UPDATE: Study finds downtown parking 'not optimally utilized'
A new study of downtown parking released Sunday found that parking is meeting public need right now, but could be improved.
UPDATE: For the last year, downtown Chattanooga has been involved with a $250,000 parking study. The River City Company and CARTA are looking at how to improve and better meet the needs of people who park.
This is the most in-depth parking study in about two decades, the report found that the city has a good amount of parking but isn't utilizing what's available.
Not being able to find a spot downtown isn't good for businesses or people visiting the city. It’s one reason why the River City Company and CARTA brought in consultants to learn about the challenges and opportunities when it comes to parking downtown. The study captured the current state of parking downtown and provides strategic recommendations for addressing and balancing the current parking needs of downtown's diverse set of organizations, businesses and residents while also considering future development.
The study's primary analysis which counted both on-street and off-street spaces with public and private access, the study also measured how much these spaces were used on a typical weekday and Saturday to understand normal patterns of parking activity. This allowed the study team to understand true gaps in parking potential, looking beyond an individual parking facility but considering the needs of the entire district.
Amy Donahue with River City Company said the research shows that there is plenty of spaces, more 43,000 to be exact.
"The overwhelming recommendation there was work with what you already have,” Donahue said.
However, only a third of the parking downtown is available to the public, most spaces are restricted to employees only. The study suggests looking into finding ways to share parking.
"If you only have 20 employees and again they're only using those spaces from 8 to 5 Monday through Friday. It does create a big portion of the supply that could be used for other uses while servicing your employees too,” she said.
Some residents think sharing parking could be an effective solution when big events are in town.
"If businesses open then that would probably be closer to whatever event there is,” Hang Conner said.
The study says the cheaper and quicker solution to parking issues is to better utilize what we have before building more parking garages.

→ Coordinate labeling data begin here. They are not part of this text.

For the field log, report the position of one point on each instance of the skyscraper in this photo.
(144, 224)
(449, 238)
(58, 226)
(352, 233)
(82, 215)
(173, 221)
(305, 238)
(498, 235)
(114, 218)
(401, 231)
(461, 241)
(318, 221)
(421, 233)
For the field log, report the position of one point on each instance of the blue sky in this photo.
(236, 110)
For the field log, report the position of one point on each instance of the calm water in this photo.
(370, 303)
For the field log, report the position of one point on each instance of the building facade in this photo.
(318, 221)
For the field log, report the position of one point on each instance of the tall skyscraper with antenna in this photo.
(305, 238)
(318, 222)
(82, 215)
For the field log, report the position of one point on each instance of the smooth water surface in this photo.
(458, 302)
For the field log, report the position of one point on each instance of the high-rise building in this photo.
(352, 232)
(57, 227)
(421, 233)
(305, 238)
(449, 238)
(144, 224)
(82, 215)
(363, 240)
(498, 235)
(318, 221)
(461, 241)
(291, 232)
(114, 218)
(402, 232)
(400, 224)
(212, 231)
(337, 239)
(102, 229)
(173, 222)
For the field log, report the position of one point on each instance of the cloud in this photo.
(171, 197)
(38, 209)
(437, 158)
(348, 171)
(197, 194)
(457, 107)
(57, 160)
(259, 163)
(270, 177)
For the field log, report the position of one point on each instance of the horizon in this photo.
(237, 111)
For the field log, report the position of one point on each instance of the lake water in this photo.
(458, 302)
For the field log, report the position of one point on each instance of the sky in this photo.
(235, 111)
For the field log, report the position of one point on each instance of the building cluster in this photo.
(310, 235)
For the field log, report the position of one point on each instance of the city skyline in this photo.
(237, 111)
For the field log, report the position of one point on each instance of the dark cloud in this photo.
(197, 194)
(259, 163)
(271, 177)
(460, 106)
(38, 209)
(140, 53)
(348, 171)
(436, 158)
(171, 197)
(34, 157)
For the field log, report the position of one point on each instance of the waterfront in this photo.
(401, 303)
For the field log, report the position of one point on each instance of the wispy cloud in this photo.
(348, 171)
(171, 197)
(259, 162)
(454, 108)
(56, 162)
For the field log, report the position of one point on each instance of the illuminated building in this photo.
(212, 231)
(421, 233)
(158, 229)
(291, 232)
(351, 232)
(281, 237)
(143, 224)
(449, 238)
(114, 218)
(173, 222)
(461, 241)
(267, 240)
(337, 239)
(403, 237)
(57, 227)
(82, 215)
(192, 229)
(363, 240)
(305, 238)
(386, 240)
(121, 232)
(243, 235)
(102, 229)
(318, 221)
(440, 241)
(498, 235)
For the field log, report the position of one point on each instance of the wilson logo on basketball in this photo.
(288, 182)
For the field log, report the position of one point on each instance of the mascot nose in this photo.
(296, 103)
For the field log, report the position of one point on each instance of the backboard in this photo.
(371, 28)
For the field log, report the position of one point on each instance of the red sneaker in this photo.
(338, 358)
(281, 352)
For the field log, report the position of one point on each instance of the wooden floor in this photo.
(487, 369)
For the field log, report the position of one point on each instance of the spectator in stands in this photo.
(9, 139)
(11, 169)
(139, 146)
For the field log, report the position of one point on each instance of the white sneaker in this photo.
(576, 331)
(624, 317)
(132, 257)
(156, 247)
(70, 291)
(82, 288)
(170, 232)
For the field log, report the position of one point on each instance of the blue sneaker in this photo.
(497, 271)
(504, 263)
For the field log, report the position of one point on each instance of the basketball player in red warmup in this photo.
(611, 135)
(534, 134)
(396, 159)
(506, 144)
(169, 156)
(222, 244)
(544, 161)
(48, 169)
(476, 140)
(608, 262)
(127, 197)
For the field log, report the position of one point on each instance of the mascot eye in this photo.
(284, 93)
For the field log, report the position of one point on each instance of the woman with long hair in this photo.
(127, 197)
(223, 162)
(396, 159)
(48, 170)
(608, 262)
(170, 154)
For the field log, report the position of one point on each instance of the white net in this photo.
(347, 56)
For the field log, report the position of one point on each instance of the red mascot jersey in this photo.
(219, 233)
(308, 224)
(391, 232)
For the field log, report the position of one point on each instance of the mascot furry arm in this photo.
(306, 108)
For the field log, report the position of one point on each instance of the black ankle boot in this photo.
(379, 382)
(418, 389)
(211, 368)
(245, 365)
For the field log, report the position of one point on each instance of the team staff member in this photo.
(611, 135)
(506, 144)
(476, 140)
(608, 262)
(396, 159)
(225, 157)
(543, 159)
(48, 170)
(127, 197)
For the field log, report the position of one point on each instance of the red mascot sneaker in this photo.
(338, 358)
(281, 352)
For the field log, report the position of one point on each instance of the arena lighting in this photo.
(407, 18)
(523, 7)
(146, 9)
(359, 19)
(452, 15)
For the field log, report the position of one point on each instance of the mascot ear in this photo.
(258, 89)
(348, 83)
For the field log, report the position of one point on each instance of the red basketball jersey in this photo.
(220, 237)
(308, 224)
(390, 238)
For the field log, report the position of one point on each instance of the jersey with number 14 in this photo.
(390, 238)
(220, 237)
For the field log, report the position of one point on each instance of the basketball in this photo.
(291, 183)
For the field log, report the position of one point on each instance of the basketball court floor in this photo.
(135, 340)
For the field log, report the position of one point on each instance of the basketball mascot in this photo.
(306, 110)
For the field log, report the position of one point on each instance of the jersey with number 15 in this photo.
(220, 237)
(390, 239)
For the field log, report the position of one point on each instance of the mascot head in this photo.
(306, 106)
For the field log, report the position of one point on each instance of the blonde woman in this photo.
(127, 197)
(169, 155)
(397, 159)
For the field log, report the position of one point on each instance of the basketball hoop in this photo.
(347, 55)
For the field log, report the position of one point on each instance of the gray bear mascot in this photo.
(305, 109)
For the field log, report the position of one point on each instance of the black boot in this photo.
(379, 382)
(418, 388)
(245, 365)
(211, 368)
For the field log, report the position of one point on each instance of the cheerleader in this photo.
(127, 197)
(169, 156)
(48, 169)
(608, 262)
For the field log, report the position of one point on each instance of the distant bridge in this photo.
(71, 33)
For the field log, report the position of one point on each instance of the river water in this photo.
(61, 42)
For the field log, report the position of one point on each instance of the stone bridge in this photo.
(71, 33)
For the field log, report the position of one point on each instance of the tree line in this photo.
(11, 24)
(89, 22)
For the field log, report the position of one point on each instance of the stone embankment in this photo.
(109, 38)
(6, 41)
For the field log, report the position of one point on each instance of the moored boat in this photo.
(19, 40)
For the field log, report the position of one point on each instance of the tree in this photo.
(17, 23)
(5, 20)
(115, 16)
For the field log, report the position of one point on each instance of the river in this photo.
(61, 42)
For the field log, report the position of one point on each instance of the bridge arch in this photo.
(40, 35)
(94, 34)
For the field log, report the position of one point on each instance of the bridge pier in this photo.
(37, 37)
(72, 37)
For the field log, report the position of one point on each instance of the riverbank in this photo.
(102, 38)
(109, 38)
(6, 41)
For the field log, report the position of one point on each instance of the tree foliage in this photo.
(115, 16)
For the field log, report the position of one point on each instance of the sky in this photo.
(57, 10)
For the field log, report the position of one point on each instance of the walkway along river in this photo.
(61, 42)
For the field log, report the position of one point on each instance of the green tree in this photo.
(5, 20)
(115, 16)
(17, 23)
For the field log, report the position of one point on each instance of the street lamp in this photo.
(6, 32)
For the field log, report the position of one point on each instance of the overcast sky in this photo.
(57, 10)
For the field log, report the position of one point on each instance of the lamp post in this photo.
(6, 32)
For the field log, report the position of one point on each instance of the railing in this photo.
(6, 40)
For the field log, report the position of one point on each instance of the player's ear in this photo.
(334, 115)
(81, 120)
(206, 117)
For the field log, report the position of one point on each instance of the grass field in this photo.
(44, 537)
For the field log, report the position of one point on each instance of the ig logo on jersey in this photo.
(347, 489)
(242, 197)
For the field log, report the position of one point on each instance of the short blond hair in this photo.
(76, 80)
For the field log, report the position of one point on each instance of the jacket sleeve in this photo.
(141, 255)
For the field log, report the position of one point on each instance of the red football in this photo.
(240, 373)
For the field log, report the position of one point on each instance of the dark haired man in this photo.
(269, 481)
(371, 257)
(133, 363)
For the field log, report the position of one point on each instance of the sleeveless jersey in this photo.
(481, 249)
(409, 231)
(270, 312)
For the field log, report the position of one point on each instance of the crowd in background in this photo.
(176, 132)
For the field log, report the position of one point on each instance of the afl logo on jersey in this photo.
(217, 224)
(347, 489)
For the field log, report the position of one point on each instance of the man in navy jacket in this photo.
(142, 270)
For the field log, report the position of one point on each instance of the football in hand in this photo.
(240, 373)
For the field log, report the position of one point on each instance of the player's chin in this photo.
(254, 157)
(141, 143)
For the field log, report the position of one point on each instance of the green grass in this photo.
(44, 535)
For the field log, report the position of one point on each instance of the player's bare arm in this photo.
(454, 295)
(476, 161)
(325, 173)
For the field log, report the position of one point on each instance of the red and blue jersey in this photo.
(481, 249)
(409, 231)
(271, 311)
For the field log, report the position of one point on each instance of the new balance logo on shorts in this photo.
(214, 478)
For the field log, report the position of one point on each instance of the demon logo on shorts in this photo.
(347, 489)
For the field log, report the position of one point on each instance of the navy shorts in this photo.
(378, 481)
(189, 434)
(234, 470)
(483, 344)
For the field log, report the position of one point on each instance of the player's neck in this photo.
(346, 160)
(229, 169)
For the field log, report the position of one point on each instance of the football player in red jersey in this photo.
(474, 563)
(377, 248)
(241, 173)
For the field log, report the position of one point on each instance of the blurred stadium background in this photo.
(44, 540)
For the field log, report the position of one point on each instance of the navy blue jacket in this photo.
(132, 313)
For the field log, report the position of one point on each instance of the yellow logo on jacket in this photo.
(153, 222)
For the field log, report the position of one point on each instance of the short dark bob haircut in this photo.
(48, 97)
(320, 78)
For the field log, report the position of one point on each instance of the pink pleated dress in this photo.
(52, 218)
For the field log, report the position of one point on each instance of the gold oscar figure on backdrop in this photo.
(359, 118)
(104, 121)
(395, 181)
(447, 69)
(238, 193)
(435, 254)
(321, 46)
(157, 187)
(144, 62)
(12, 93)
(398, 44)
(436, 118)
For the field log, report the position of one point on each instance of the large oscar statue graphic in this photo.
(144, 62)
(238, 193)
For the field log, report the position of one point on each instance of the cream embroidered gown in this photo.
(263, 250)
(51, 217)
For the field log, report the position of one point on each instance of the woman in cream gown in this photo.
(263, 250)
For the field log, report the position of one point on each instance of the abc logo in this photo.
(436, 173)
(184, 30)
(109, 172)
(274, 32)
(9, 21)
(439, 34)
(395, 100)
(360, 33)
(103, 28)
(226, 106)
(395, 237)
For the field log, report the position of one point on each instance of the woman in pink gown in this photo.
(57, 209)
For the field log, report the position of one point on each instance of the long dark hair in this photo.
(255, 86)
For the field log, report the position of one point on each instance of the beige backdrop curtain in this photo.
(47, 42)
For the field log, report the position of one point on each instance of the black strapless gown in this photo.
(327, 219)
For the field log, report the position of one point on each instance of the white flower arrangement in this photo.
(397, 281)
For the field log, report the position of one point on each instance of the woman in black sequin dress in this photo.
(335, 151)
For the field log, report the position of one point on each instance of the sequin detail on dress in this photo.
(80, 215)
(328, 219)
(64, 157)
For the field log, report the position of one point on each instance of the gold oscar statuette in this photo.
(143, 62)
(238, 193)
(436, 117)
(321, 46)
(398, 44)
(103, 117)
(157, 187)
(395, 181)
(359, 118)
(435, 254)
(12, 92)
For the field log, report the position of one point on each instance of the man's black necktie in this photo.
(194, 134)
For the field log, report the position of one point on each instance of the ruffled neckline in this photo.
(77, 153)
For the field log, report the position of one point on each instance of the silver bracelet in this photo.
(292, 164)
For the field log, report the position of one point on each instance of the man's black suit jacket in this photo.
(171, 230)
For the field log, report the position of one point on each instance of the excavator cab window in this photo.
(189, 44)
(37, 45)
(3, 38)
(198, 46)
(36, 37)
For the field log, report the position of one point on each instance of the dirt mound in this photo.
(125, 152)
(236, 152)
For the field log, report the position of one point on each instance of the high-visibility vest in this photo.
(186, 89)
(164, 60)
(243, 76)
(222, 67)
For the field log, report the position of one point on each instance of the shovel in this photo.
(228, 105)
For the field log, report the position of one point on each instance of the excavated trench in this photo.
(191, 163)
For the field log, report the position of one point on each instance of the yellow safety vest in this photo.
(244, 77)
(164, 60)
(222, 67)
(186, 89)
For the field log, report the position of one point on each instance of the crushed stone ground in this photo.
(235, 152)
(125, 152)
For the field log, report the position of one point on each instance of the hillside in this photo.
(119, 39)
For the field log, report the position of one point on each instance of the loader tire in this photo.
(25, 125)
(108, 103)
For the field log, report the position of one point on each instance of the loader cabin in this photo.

"And then if there are other spaces that we actually need to build new parking infrastructure, where can that make the most impact and how can we create the most access for the most people,” Donahue said.
Nonetheless, in select areas such as the Health & Ed district, UTC campus area and the MLK district, available supply is constrained.
The year-long study was led by The Chattanooga Area Regional Transportation Authority/ Chattanooga Parking Authority (CARTA/CPA) and River City Company, in partnership with the Lyndhurst and Benwood Foundations, the University of Tennessee at Chattanooga, Siskin Hospital, Erlanger Health System and the City of Chattanooga.
To move this report from study to action, River City Company along with CARTA/CPA has an implementation team of downtown stakeholders and partners working to systematically execute recommendations from the study.
PREVIOUS STORY: A new study of downtown parking released Sunday found that parking is meeting public need right now, but could be improved.
The Chattanooga Area Regional Transportation Authority/ Chattanooga Parking Authority (CARTA/CTA) and River City Company led the study, which explained that only one-third of the 43,000 parking spaces downtown are available for public use.
The study provided recommendations on how the city can open more of those spaces to the public.
"Downtown Chattanooga, like many urban areas, has challenges when it comes to parking," President and CEO of River City Company Kim White said. "For us, it's making more of the parking that currently exists in downtown available to more people."
One idea presented is to create a shared parking area where businesses let the public park in their lots in the evenings and on weekends when employees are off. According to the study, this could bring in a revenue stream for businesses in the area.
The study also recommended that strategies to add future parking to the area that can be used for more than one organization or business.
"One example that the study has explored is a shared parking garage in the Health and Education district that would serve both Erlanger and Siskin Hospitals, but also potentially UTC and the Hamilton County Health Department," a spokesperson for the study said.
River City Company and CARTA/CPA have put together an implementation team of downtown stakeholders and partners to work together to "systematically execute recommendations from the study."